Human languages do not strive to avoid ambiguity. They do not try to align words with meanings one to one. They are not in danger of anarchy when a new word sense evolves. People don't just tolerate languages with multiply polysemous words, they seem to love them; people thrive on multiplicity of meaning. There are thousands of examples that show this. It is only the prescriptivist thickheads who cannot see what it means.

Yes, thickheads. I know they won't like being called that; but hey, what do I care? I've shut off the comments area to new contributions now, so they can't log in and accuse me of being a leftist softy with no intellectual standards failing to stand up and fight against the decay of the golden tongue of Shakespeare etc. etc. blah blah blah. Let them squirm and rage and fume, with the smoke coming out of their ears. I don't care. They're just wrong.

I like a good distinction in senses as much as the next man, and I don't care for ignorant word choice errors at all; but I don't get in a stew about it when new senses finally catch on or take over. It's the way languages are, and the way they're going to be. You have to deal with it.



8 Comments

  1. Euphorbus said,

    January 27, 2010 @ 2:04 pm

    post

  2. Spectre-7 said,

    January 27, 2010 @ 2:38 pm

    But how can that be? If post can mean all of those things, readers will get hopelessly confused! One word for one meaning! Prescriptivist rage!

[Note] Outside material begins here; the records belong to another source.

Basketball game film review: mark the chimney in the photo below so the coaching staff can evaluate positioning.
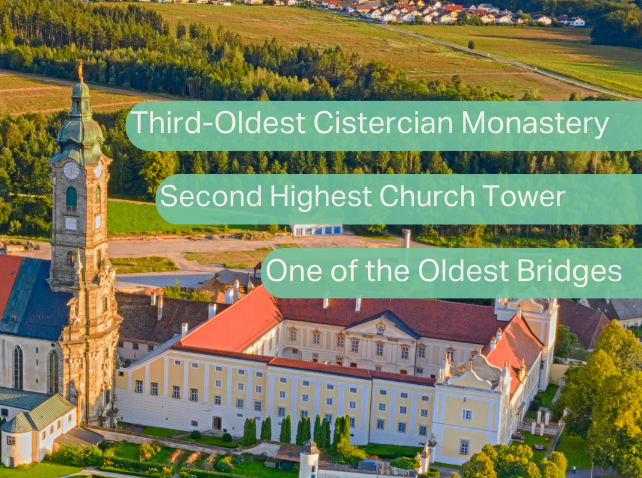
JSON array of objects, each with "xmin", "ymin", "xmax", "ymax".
[
  {"xmin": 605, "ymin": 298, "xmax": 610, "ymax": 304},
  {"xmin": 234, "ymin": 280, "xmax": 240, "ymax": 303},
  {"xmin": 181, "ymin": 322, "xmax": 189, "ymax": 337},
  {"xmin": 496, "ymin": 328, "xmax": 502, "ymax": 342},
  {"xmin": 403, "ymin": 229, "xmax": 411, "ymax": 249},
  {"xmin": 323, "ymin": 297, "xmax": 329, "ymax": 309},
  {"xmin": 489, "ymin": 336, "xmax": 496, "ymax": 351},
  {"xmin": 151, "ymin": 291, "xmax": 157, "ymax": 306},
  {"xmin": 225, "ymin": 288, "xmax": 233, "ymax": 305},
  {"xmin": 157, "ymin": 295, "xmax": 163, "ymax": 320},
  {"xmin": 355, "ymin": 297, "xmax": 362, "ymax": 312},
  {"xmin": 208, "ymin": 303, "xmax": 217, "ymax": 320},
  {"xmin": 516, "ymin": 304, "xmax": 522, "ymax": 318}
]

  3. John Laviolette said,

    January 27, 2010 @ 2:42 pm

    Since everyone already has the correct answer, I'll merely muse about how the second group (billboard advertising, accounts recording, making bail, and assigning diplomats) have an associated verb form of "post", but only two of the first group (blog articles and snail mail) use a verb form of "post".

  4. SDS said,

    January 27, 2010 @ 2:48 pm

    John – Interesting observation, but I will point out that everything in the first group is a noun already, while the second group consists of actions.

  5. Sili said,

    January 27, 2010 @ 2:49 pm

    Not to mention placements in time later than a reference event. This is a post-"post" post (okay, comment, but where's the fun in that?).

  6. Mark F said,

    January 27, 2010 @ 3:59 pm

    I thought he was asking what the underlying commonality is that leads to them all having the same name. And I think the answer is that there doesn't have to be a single underlying commonality, but that over time the meaning of the word gets extended in different ways, depending on what people notice about the new concept that needs a name.

  7. Ray Girvan said,

    January 27, 2010 @ 4:27 pm

    Can we call this the start of a class of "reverse snowclone"?

    X language has [fill in large number] concepts called Y, therefore it means [fill in sociological babble deep meaning of X speakers' attitude to Y].

  8. Aviatrix said,

    January 27, 2010 @ 4:48 pm

    They also have it in common with riding a trotting horse.